14.3.2025
Osakeyhtiö Hallman, a limited liability company, has never been tied to just one industry, instead enjoying a long history spanning everything from bakery operations to high tech solutions. In terms of the bigger picture, the company’s operations are centred around establishing, developing, growing and selling companies.
Osakeyhtiö Hallman has a history of over 150 years. The great-great-grandfather of Jukka Hallman, the current chair of the board, established a grocery store in Kuopio in 1875, before expanding his business operations to cover the sawmill industry, milling and ship outfitting. Look back through the company’s history and you will also find thread spool and matchstick factories, wholesale trade and the development of Halltex interior panels.
One high point in Osakeyhtiö Hallman’s story was the sale of a match stick factory in the 1920s. With a hint of jealousy, people have said that Jukka Hallman’s great-grandfather made enough money from this sale to allow even current generations to play at being businessman. Hallman, however, prefers not to put too much emphasis on history.
“History does not pay today’s wages,” he laughs.
However, there are links between the past and the present day in that the sale of the match stick factory was finalised in Stockholm in the 1920s at the Kreuger headquarters, in a building known as the Matchstick Palace, which currently operates as a short-term office hire facility. As chance would have it, five years ago Jukka Hallman sold the car wash chain he had up to a Swedish private equity investment firm whose office was located in the same building. The deal was signed in the building’s board room, just like his great-grandfather deal had been.
Nowadays, Osakeyhtiö Hallman owns the bakery F.K. Trube Oy, Viking Restaurant Harald Oy and the car wash digitalisation service Superoperator Oy. The latter came along when Jukka Hallman started looking for high-tech options in the early 2000s to join the company’s businesses. Around the same time, he founded the animal diagnostics laboratory Movet, developed it into Finland’s leading animal diagnostics laboratory and sold it in 2021 to a competitor: IDEXX Finland.
Hallman and the team then developed Superoperator, which operates fully internationally – it has no customers in Finland. The company focuses solely on the IT side of things, with its operations based on comprehensive customer management and a marketing system. Car washes on three continents, spanning Europe, the United States and Australia, are controlled from Kuopio.

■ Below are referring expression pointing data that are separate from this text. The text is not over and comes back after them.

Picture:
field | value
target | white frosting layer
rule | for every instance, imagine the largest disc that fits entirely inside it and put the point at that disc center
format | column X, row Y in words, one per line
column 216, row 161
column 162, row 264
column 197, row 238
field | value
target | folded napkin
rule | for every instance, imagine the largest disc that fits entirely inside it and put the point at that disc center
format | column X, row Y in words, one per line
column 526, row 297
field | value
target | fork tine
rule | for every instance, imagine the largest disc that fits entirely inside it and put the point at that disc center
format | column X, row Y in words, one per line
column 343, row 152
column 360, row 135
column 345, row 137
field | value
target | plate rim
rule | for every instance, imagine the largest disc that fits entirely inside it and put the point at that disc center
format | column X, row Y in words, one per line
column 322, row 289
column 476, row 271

“We wanted into expand to a sector that lends itself to export. There is no need to pack IT up on a ship, and dockers’ strikes do not hamper operations. When we started operations in Finland, no one believed that car washes could be controlled digitally. The Americans took to the service immediately, we have really big customers there,” sums up Hallman.
According to Jukka Hallman, Osakeyhtiö Hallman is a versatile all-rounder, always on the look out for new opportunities and never tied to just one industry. The company invests in areas where growth and development are possible and gets out of sectors where there is a significant risk of being left in others’ wake. Next, the company will start to investigate whether AI could be of interest to the company.
Hallman’s story is not just a series of successes, however. When asked about the difficulties encountered through its history, Jukka Hallman sums up his take:
“Let’s just say that the sometimes things have been plain sailing, but most often that is not the case. An entrepreneur’s life is marked by momentary bursts of feeling great.”
Internationalisation has required the company to be bold and believe in what it does. Strong expertise has also helped with internationalisation. With their carwash digitalisation service, they hit upon a market where there was burgeoning demand but not yet supply. Superoperator was therefore able to set the market specifications itself.
Hallman has noticed that modesty does not get you far on the international market. Superoperator was launched with the fanfare of a much bigger company: its actual turnover might have been zero, but it had the website of a business turning over billions. He encourages others to go out there and talk themselves up, with open eyes and an open mind.
Osakeyhtiö Hallman’s website (in Finnish)
Jukka Hallman, chair of the Board of Directors of Osakeyhtiö Hallman, sees the availability of a high-quality workforce as the main reason for the company’s headquarters and many of its operations being in Kuopio. Of its subsidiaries, only Viking Restaurant Harald has restaurants in other locations as well. According to Hallman, Kuopio offers highly skilled staff for all kinds of companies, from bakeries to IT firms. Not to mention the laboratory sector, with chemists, microchemists, and microbiologists graduating from the city’s institutions of higher education.
“Kuopio is in a great place for entrepreneurs,” declares Hallman.